Ich denke schon daß es möglich ist hier etwas mehr daraus zu machen. wir haben hier schließlich einen ziemlich interessanten Charakter.
 
Danke...

... für die schnellen Antworten und natürlich für eure Vorschläge! Ich war ebenfalls der Meinung, dass es am wirkungsvollsten sei die Geschichte an dieser Stelle enden zu lassen. Ich weiss, dass die Fingerübungen eigentlich dazu diehnen sollten, den Anfang für eine längere Story zu legen, aber ich habe die Regeln an dieser Stelle mal ein wenig "abgewandelt" ;) weil ich das Gefühl hatte, meine Idee würde als geschlossene Kurzgeschichte eher eine Chance haben. Mact, hättest du Verbesserungsvorschläge für die wörtl. Rede? Ich war heute morgen schon dabei hier und dort an einigen Stellen zu kürzen weil mir einige Aussagen nach nochmaligem Durchlesen etwas übertrieben und nicht ganz "authentisch" vorkamen, aber ganz sicher war ich mir noch nicht. Ansonsten bleibt nur noch zu sagen, dass ich mich sehr über euer Lob gefreut habe und die Story dann bald ins Kurzgeschichtenforum verfrachten werde! :)

Salut,
D. Rialto
 

ex-mact

Mitglied
Moin, Deanna,

für die wörtliche Rede gibt es einen banalen Trick: lies die Texte laut vor und spüre, ob Du selbst so reden würdest - dann hast Du EINE Sprechweise gefunden. Die anderen Charaktere sollten ihrer jeweiligen Anlage gemäß sprechen - Schüler zum Beispiel haben vielleicht sehr viele Anglizismen im Text (oder auch nicht?), benutzen lieber kurze Worte mit wenigen Silben, reden hauptsächlich im Imperfekt (selten im Perfekt, weil es "so schwer ist, sich die richtige Vergangenheitsform für so viele Worte zu merken").

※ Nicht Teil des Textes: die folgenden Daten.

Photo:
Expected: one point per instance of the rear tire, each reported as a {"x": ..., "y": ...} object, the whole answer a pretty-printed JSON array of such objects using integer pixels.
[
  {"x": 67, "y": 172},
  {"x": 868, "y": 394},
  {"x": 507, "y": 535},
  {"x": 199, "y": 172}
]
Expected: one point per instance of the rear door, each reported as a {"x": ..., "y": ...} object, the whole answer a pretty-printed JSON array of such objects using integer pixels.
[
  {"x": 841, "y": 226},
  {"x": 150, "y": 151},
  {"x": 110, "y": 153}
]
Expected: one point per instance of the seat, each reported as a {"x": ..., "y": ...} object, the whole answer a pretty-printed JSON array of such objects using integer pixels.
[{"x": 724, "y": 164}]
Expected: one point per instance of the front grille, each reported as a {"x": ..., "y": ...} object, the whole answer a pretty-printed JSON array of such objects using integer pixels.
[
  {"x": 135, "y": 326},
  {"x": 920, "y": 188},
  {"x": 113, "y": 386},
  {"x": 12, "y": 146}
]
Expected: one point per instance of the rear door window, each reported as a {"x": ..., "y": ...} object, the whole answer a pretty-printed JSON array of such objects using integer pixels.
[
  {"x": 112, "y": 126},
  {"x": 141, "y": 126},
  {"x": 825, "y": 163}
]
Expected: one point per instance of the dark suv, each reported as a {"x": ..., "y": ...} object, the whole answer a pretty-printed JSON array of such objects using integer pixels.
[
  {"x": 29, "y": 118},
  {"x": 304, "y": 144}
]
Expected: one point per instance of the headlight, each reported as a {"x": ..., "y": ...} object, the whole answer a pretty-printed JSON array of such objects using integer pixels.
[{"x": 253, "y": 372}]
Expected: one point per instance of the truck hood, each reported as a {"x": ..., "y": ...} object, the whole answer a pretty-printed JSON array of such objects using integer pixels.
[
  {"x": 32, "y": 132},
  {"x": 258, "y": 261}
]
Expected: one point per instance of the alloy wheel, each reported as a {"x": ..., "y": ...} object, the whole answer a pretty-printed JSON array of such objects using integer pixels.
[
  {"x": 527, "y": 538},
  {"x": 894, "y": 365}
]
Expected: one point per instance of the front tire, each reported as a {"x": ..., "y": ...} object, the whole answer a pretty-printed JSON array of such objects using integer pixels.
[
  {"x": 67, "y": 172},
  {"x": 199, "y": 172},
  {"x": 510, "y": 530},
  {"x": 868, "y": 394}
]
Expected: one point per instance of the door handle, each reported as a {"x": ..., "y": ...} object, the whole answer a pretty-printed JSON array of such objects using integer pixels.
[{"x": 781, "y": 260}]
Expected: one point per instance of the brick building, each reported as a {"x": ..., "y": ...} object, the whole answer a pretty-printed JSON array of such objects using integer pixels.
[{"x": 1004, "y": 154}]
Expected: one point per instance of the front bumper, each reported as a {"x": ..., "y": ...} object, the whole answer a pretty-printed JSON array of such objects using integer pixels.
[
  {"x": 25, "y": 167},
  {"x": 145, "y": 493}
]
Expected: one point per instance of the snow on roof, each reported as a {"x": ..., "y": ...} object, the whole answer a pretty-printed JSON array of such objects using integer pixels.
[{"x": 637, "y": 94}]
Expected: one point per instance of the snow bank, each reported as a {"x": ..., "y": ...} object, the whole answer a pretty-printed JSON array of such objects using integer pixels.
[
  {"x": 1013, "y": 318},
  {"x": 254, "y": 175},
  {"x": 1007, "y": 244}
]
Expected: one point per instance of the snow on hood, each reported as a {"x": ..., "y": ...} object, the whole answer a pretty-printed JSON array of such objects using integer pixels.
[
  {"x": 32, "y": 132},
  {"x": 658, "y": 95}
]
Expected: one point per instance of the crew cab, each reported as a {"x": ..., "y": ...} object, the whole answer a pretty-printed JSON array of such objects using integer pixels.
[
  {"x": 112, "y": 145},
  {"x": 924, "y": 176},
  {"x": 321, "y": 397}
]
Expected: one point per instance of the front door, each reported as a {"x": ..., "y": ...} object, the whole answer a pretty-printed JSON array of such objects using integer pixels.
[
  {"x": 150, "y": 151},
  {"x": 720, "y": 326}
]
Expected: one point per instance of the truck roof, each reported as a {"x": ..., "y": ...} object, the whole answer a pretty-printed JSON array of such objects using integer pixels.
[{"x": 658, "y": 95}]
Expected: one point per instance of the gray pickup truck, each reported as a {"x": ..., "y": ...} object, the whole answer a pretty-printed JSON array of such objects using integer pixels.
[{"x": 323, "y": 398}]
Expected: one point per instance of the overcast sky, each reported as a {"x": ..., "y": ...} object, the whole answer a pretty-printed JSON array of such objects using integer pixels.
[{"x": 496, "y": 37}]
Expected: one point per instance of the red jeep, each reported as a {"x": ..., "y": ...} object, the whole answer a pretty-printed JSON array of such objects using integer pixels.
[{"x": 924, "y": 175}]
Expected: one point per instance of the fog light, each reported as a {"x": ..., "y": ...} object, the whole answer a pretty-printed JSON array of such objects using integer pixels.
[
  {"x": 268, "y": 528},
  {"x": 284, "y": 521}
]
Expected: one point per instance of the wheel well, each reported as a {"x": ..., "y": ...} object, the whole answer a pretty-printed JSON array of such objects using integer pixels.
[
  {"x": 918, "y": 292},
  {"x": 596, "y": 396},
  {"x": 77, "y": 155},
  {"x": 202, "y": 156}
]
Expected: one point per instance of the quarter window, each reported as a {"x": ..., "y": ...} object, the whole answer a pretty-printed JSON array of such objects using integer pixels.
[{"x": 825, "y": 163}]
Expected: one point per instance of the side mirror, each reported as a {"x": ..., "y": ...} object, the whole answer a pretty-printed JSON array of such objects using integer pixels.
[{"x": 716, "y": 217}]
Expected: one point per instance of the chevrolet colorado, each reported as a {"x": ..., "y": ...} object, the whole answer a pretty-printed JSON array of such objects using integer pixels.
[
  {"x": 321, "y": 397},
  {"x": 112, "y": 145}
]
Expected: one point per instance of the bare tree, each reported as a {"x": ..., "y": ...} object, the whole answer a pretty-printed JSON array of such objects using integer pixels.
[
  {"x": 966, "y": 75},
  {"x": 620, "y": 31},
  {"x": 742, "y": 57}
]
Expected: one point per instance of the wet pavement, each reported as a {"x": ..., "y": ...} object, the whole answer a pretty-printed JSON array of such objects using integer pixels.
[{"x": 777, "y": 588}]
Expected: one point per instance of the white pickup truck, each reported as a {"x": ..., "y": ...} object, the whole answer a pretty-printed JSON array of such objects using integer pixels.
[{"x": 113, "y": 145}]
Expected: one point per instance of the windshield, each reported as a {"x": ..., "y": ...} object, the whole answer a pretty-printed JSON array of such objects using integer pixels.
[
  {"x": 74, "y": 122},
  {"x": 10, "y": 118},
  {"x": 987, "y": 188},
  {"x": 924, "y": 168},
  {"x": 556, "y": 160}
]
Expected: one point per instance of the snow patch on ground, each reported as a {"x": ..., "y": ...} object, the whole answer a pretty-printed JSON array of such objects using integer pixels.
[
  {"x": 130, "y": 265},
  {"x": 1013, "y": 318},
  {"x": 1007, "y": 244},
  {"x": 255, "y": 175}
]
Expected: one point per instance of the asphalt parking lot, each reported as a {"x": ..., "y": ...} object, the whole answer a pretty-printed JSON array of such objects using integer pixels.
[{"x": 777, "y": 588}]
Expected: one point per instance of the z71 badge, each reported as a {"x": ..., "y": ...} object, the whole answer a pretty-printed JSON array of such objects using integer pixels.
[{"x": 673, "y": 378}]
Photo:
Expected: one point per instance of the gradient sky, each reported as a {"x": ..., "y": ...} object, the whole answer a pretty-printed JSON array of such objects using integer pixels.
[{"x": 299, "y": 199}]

Wenn ich in den nächsten Tagen noch etwas Zeit habe, versuche ich, Dir noch ein paar konkrete Vorschläge zu machen. Generell ist die wörtliche Rede sehr wichtig für die Charakterisierung: sie kann unter Umständen mehr über eine Person aussagen als eine halbe Seite Behauptungen vom Autor.
 
A

annabelle g.

Gast
ich finde das auch eine gute geschichte.
nur zwei sachen - das "mum" schafft distanz zwischen mutter und tochter, weil man auf die amerikanische variante ausweicht - abgesehen davon dass es nicht zu "ruth" passt, ruth, die "mum" sagt - nein.
das zweite ist der vater, das entsetzen ist gut zu sehen, aber ich meine, man müsste auch dieser zweiten figur gerecht werden, ihn nicht so sehr in die "du hast schuld, du hast schuld!"-ecke schieben, sondern eher sein gelähmtsein angesichts der situation zu zeigen, er KANN nicht sprechen, beide können es nicht.
der schrei ist mir auch zu stark für den schluss, natürlich ein sehr einprägsames wort, aber für das dumpfe der situation? warum lässt du es nicht offen, was aus den beiden wird und gestehst dem vater seine sprachlosigkeit nicht zu? gruß a.g.